Writing for Medium, Dr. Jason Fung, a nephrologist (kidney specialist) and expert on various forms of FASTING, LOW CARB, and KETOGENIC DIETS, showed in a post the other day that when it comes to statin drugs, the number to treat is 200. In other words, it takes 1,000 people being on statins to prevent five heart attacks (a great example of O&D that we’ll discuss momentarily). Renowned cardiologist, DR. ASEEM MALHOTRA (remember the name because we’ll be meeting him again), agreed with this assessment, while actually upping the ante in June’s issue of The Pharmaceutical Journal (Ignorance is Not Bliss: Why We Need More Empowered Patients)…….
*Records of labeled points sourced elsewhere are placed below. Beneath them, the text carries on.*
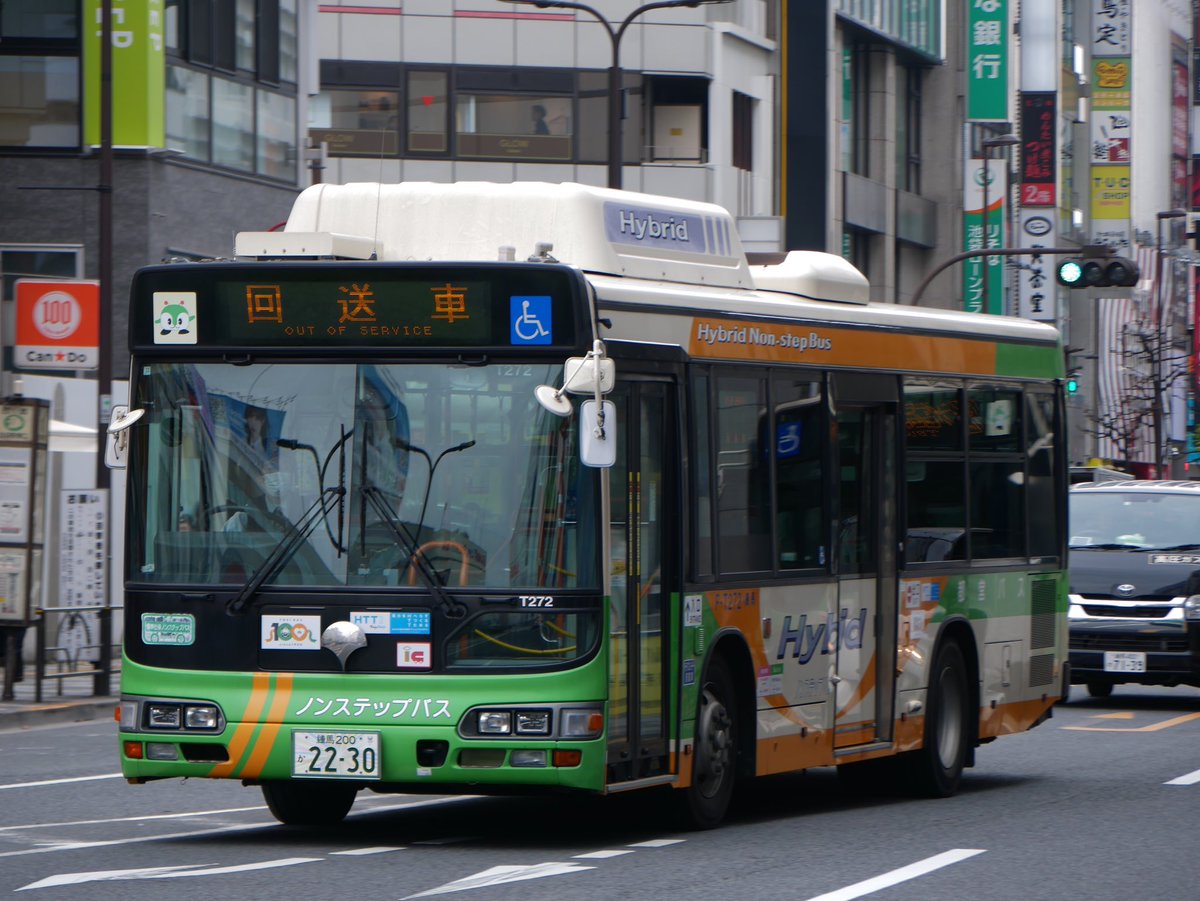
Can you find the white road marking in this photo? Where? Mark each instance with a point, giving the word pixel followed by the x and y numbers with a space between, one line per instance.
pixel 499 875
pixel 102 876
pixel 133 820
pixel 59 781
pixel 897 876
pixel 163 872
pixel 219 830
pixel 1191 779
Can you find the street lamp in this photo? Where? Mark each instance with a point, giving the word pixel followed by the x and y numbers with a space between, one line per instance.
pixel 615 35
pixel 1000 140
pixel 1159 341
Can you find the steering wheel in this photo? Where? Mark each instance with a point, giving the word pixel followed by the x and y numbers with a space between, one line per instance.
pixel 463 569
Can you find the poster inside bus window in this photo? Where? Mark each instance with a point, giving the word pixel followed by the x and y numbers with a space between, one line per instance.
pixel 364 306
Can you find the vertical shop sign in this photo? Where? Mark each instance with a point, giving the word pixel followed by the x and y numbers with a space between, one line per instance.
pixel 988 60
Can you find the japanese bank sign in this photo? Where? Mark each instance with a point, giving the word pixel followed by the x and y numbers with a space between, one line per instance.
pixel 58 325
pixel 988 60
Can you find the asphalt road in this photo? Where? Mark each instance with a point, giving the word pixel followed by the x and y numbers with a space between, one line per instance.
pixel 1099 803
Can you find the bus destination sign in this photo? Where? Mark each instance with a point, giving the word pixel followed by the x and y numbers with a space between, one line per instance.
pixel 359 306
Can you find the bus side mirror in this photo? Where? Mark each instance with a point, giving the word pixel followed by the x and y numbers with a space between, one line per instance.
pixel 117 446
pixel 598 433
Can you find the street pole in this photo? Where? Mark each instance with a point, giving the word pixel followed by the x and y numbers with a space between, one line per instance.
pixel 105 366
pixel 1001 140
pixel 1156 364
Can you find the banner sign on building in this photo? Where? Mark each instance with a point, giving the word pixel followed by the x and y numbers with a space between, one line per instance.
pixel 1038 150
pixel 58 325
pixel 988 36
pixel 139 72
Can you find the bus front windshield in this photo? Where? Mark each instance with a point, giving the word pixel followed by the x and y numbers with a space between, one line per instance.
pixel 347 473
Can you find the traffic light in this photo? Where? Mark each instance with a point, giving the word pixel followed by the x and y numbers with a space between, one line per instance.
pixel 1098 272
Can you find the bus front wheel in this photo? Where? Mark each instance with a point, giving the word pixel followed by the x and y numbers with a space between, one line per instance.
pixel 714 763
pixel 304 803
pixel 936 768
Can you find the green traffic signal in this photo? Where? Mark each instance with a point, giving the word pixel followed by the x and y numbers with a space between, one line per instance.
pixel 1098 272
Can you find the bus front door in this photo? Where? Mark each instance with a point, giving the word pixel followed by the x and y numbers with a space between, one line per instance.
pixel 641 535
pixel 865 628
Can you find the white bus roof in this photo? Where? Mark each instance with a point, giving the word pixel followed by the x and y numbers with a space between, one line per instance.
pixel 600 230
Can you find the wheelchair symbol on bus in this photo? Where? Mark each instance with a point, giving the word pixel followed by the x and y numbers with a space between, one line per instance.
pixel 532 319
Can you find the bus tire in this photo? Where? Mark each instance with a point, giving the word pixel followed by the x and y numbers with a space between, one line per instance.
pixel 936 769
pixel 714 755
pixel 307 803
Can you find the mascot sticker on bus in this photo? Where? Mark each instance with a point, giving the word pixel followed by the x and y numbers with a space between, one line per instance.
pixel 174 317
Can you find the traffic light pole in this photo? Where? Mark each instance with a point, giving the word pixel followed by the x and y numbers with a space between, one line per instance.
pixel 994 252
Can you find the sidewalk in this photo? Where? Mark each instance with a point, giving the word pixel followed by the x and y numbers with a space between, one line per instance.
pixel 76 702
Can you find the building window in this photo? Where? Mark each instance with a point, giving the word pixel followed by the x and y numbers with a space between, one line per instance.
pixel 276 155
pixel 233 125
pixel 909 113
pixel 859 131
pixel 513 126
pixel 187 112
pixel 40 102
pixel 429 108
pixel 355 122
pixel 743 131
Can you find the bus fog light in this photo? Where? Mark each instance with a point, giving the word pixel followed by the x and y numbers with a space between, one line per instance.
pixel 533 722
pixel 495 722
pixel 583 722
pixel 161 751
pixel 527 757
pixel 201 716
pixel 163 716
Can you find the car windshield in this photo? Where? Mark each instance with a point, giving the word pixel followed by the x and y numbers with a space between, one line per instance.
pixel 1139 520
pixel 335 474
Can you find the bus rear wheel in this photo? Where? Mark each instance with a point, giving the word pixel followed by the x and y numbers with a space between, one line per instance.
pixel 714 762
pixel 936 769
pixel 304 803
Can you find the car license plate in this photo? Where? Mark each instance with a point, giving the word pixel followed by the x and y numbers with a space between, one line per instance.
pixel 335 755
pixel 1125 661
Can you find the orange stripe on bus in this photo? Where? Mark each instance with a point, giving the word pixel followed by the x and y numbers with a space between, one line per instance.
pixel 258 692
pixel 271 728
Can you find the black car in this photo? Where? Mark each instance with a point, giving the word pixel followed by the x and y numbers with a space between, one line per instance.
pixel 1134 584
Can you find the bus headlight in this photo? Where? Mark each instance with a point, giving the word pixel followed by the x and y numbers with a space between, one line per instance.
pixel 581 722
pixel 201 716
pixel 163 716
pixel 495 722
pixel 533 722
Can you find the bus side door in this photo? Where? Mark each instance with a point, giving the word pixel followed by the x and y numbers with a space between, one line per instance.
pixel 864 632
pixel 645 538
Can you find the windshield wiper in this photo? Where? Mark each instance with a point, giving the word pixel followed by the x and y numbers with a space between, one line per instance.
pixel 297 534
pixel 451 607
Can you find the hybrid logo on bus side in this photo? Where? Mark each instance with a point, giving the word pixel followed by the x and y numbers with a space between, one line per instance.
pixel 827 636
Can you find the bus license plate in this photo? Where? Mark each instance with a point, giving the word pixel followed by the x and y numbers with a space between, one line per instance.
pixel 335 755
pixel 1125 661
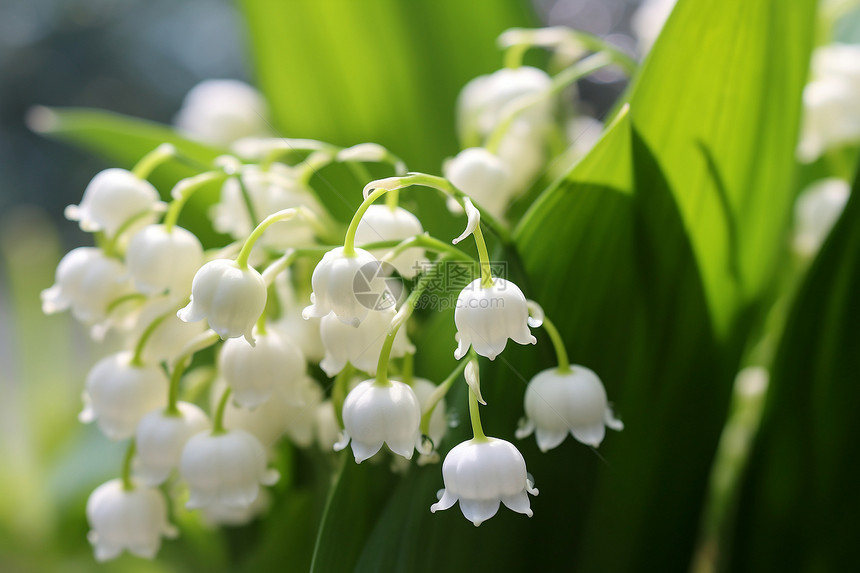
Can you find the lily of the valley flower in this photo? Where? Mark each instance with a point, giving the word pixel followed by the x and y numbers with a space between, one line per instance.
pixel 481 474
pixel 558 403
pixel 348 286
pixel 487 317
pixel 86 282
pixel 160 260
pixel 112 198
pixel 161 437
pixel 222 111
pixel 118 394
pixel 224 469
pixel 134 520
pixel 253 372
pixel 382 223
pixel 483 177
pixel 375 414
pixel 360 346
pixel 229 297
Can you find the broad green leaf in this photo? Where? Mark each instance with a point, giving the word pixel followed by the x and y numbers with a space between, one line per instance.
pixel 718 101
pixel 798 504
pixel 122 141
pixel 384 71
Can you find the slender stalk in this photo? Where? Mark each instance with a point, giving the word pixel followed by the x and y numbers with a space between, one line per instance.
pixel 475 416
pixel 440 392
pixel 400 319
pixel 183 191
pixel 127 484
pixel 282 215
pixel 218 422
pixel 153 159
pixel 558 344
pixel 339 391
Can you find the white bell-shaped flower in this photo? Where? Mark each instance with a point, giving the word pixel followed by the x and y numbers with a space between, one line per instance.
pixel 831 108
pixel 225 469
pixel 483 177
pixel 816 211
pixel 438 420
pixel 348 286
pixel 360 346
pixel 558 403
pixel 253 372
pixel 161 437
pixel 269 191
pixel 375 414
pixel 220 111
pixel 118 394
pixel 160 261
pixel 485 100
pixel 481 474
pixel 86 282
pixel 230 298
pixel 170 336
pixel 134 520
pixel 112 198
pixel 382 223
pixel 487 317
“Most healthcare professionals know that 80% of cardiovascular disease is in fact caused by lifestyle factors, including an unhealthy diet, smoking and a sedentary lifestyle. But most are not aware of results from high-quality observational studies and randomised controlled trials which reveal that dietary changes rapidly reduce cardiovascular risk in addition to reducing morbidity and mortality. Even less understood is that overdiagnosis and overtreatment represent a major threat to the sustainability of healthcare, with medical researcher Peter C Gøtzsche estimating, based on the best available data, that prescribed medicine is the third most common cause of death after heart disease and cancer. In 2011, Don Berwick, president emeritus of the Institute for Healthcare Improvement, estimated that around a third of the United States’ $3 trillion expenditure on healthcare brings no benefit to the patient. And there is an epidemic of misinformation, making it doubly hard for healthcare professionals and patients to know the actual benefits and risks of the treatment they are taking, with biased funding of research, biased reporting in medical journals, biased reporting in the media, commercial conflicts of interest and an doctors being unable to understand and communicate health statistics.”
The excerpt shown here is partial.